Imposto de Renda 2023: confira os erros mais comuns e saiba como evitá-los

A declaração do Imposto de Renda 2023 começa nesta quarta (15) e vai até o dia 31 de maio. É comum as pessoas terem dúvidas sobre como fazer o documento. Por tanto, é importante ficar atento para não cometer erros, evitar cair na malhar fina e, caso tenha direito, identificar as chances de receber logo a restituição.

De acordo com o conselheiro do Comitê de Finanças do Instituto Brasileiro de Executivos de Finanças do Espírito Santo (IBEF-ES), Marcel Lima, normalmente, muitas pessoas têm dúvidas sobre quem deve declarar o imposto de renda.

Por conta disso, é importante ficar atento aos casos obrigatórios para não ter problema com o leão, tais como: quem recebeu mais de R$ 28.559,70 em rendimentos tributáveis em 2022, obteve ganho de capital na venda de bens ou direitos (exemplo: imóvel) sujeito à incidência de imposto no ano passado ou até mesmo os contribuintes que tiveram receita bruta superior a R$ 141.798,50 em atividade rural.

“É bom evitar erros comuns, como informar apenas parte dos rendimentos e preencher incorretamente informações relacionadas às despesas médicas ou valores de retenção na fonte”, destacou.

Qualquer inconsistência ou discrepância nos lançamentos é passível de enquadramento na malha fina e atraso no pagamento da restituição.
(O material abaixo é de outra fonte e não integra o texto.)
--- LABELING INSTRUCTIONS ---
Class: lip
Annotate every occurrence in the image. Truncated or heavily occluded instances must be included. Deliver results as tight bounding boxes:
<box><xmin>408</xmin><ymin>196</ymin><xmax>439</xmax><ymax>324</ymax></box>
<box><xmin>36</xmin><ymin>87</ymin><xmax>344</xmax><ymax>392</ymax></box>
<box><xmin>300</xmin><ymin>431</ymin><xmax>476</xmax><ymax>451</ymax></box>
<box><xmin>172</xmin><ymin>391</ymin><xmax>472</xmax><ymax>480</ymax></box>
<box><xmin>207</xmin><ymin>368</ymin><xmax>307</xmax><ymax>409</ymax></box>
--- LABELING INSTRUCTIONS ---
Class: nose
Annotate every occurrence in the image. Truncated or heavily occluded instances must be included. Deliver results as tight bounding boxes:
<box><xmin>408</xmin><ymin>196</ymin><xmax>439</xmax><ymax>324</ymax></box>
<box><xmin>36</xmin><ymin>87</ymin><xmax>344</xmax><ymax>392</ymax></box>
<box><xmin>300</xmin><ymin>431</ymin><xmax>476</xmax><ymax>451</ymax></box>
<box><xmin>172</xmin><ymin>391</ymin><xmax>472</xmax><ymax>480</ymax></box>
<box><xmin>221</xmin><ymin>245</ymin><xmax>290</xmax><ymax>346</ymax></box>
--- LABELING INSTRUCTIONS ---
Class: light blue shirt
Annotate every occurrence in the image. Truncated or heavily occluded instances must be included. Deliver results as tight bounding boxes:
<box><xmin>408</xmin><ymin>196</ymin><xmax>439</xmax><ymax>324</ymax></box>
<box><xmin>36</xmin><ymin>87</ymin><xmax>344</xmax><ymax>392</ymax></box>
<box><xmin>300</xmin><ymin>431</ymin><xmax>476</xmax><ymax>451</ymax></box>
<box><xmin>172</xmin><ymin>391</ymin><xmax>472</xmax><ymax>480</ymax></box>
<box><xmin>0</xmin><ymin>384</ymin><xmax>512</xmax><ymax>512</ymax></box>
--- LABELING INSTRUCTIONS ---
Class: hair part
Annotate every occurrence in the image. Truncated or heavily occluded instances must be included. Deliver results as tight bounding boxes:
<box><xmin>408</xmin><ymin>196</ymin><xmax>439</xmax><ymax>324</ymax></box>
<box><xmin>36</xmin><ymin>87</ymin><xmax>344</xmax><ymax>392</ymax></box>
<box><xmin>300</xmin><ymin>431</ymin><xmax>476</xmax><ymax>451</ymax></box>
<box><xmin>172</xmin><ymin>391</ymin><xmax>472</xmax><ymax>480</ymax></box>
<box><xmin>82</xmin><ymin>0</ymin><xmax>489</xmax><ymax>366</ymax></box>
Por isso, o conselheiro recomendada que o contribuinte procure um contador para auxiliá-lo durante o preenchimento.

Dicas para restituição e novidades para 2023

Imposto de Renda 2023: confira os erros mais comuns e saiba como evitá-los
Foto: divulgação

Entre as principais novidades na declaração 2023 estão a possibilidade de utilizar a declaração pré-preenchida com maior quantidade de dados disponíveis, recebimento de restituição via PIX e flexibilização sobre a obrigatoriedade da declaração para investidores em bolsa de valores.

Outro ponto importante é a restituição do IR, uma excelente oportunidade para quem precisa honrar alguns compromissos financeiros, como a quitar dívidas ou antecipar parcelas para reduzir o montante de juros a pagar.

“Para quem já está com as contas em dia, investir é sempre uma excelente opção, mas desde que feita sob orientação de um profissional certificado da área, levando em conta, principalmente, o perfil de risco da pessoa e a necessidade de liquidez (quando precisará resgatar o montante)”, frisou Lima.

O que declarar no IR?

O contribuinte precisa declarar tudo o que ganhou no ano que passou, seja salários, aposentadoria, rendimentos de aluguel ou investimentos.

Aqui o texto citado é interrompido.